Edited by Irene Calboli and Edward Lee
Chapter 15: Patent exhaustion rules and self-replicating technologies
The theories on patent exhaustion, be it the theory of implied license1 or the theory of first marketing,2 are unanimous in that exhaustion applies to a specific product that has been put into the market. These theories apply to a given product that has been put on the market by its lawful owner or with his consent, yet cannot have an effect on the marketing of other products that fall under the claims of the same patent. Under the theories supporting patent exhaustion, it is not the “patent right” that exhausts, but the right to use the patent to prohibit the further commercial use of the specific product that has been first marketed. In other words, the exhaustion of the patent right to exclude others from making, marketing, or further selling the patented products applies only, and is limited to, the specific product at issue. One may wonder, however, what should happen in the cases where the product for which the patent right has exhausted is capable of self-replicating, i.e., of multiplying itself, thereby producing progeny that also falls under the patent claim. This issue is of particular relevancy for patents over genetically modified seeds or animals.

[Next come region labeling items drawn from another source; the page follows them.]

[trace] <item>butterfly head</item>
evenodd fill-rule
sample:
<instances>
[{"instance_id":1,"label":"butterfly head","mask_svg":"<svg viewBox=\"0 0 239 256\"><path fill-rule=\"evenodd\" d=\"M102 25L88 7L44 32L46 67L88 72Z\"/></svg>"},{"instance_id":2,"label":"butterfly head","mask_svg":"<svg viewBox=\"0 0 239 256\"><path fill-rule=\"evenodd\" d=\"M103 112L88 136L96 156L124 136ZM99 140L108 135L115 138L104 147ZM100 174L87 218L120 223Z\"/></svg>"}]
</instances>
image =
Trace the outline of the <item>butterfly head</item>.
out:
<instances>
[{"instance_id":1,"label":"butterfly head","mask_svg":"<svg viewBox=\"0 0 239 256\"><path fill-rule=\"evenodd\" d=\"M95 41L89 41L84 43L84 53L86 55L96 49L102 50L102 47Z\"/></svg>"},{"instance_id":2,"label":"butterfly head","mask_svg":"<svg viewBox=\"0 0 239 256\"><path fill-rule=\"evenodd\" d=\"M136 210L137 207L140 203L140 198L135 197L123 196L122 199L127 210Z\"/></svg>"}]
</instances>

If, say, a claim reads “[a] glyphosate-tolerant plant cell comprising a DNA-molecule [with the following specifications],”3 or “[a] transgenic human animal that carries in the genome of its somatic or germ cells a nucleic acid sequence,”4 then the most common (if not the only) way of obtaining such patented product would be by natural breeding of those products already on the market. Ordinarily, the sale of patented seeds or animals carries with it the (implied or explicit) license to use the product for breeding purposes and, therefore, produce first-generation offspring, but does not extend to the production of a further generation. If exhaustion rules were to apply to all further offspring, this would amount to a license for the production of otherwise infringing products in direct competition with those marketed by the patentee (at least to the extent that third and further generation products would be stable enough to still possess the advantageous characteristics of the first-generation product).